President Obama proposed a 10-year, $90 billion tax on the largest financial institutions on Thursday, saying he wanted the money to back any shortfall in the $700 billion Troubled Asset Relief Program (TARP) that the government launched to bail out foundering firms at the height of the financial crisis. His proposal is in response to public outrage at the “obscenely” large bonuses that Wall Street executives, the so-called Masters of the Universe (MOTU), are getting this year.

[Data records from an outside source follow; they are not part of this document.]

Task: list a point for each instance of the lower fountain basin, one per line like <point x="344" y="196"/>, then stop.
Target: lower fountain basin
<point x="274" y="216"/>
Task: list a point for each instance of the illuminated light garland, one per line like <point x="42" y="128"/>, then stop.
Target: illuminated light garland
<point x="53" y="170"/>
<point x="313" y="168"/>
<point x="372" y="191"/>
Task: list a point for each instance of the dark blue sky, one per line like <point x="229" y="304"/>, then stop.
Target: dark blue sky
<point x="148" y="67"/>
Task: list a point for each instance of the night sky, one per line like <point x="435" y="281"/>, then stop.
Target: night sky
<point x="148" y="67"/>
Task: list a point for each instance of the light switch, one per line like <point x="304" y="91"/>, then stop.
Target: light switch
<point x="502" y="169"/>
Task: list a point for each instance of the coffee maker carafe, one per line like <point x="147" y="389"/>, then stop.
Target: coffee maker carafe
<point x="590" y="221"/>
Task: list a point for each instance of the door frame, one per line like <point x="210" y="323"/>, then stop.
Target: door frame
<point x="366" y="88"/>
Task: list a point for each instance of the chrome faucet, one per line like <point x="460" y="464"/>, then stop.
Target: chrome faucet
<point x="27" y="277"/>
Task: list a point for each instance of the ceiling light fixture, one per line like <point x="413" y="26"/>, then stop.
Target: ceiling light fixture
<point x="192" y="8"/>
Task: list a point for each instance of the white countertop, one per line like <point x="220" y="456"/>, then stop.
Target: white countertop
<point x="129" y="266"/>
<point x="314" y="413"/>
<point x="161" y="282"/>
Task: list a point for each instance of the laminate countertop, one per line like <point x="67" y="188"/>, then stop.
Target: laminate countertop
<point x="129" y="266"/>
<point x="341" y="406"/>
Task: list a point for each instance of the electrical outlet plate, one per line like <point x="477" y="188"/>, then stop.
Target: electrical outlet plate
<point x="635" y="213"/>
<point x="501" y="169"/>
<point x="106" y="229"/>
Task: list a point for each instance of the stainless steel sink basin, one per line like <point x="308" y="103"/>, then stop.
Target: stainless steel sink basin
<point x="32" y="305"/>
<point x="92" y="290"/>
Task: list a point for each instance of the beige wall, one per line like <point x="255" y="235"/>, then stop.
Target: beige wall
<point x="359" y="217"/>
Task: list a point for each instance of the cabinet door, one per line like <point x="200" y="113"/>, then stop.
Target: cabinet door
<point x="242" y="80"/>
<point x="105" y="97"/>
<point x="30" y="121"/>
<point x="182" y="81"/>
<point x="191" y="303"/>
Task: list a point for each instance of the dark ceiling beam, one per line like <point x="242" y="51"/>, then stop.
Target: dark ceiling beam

Last year at this time these very same MOTU were being bailed out by the American people. The goal of the TARP bailout was to get the banking system working, lending again. Instead the banks kept the money to themselves and used it to make their balance sheets look good. Now a year later it is bonus season again on Wall Street. Improbably, a year later, the Wall Street banks have pulled a rabbit out of their hats. Maybe it was not all so improbable after all. If the government gives you almost free billions of dollars, how hard can it be to show a profit?
The banking giant, JP Morgan said Friday it earned $3.28 billion during the last three months of 2009, primarily because its investment banking and trading businesses were still profiting from a 10-month market rally. The company again added to its reserves for failed loans during the quarter, but its other businesses enabled it to more than overcome the continuing weakness in lending. The market rally also allowed JP Morgan to give big bonuses to its employees. Compensation costs, which include salaries, bonuses and benefits rose 18 percent in 2009, although the company cut its work force by 1 percent during the year.
Hey Muse, my lovely Muse, thanks for the following:
Today, January 15th, is the birthday for the following people: Martin Luther King’s actual birthday was today. On Monday, the seventeenth, we will celebrate his birthday with his federal holiday; A.A. Milne, author of the Winnie the Pooh stories, was born on this day too; Most importantly though, Grinch is still celebrating his natal day on this very day. Happy Birthday, Grinch!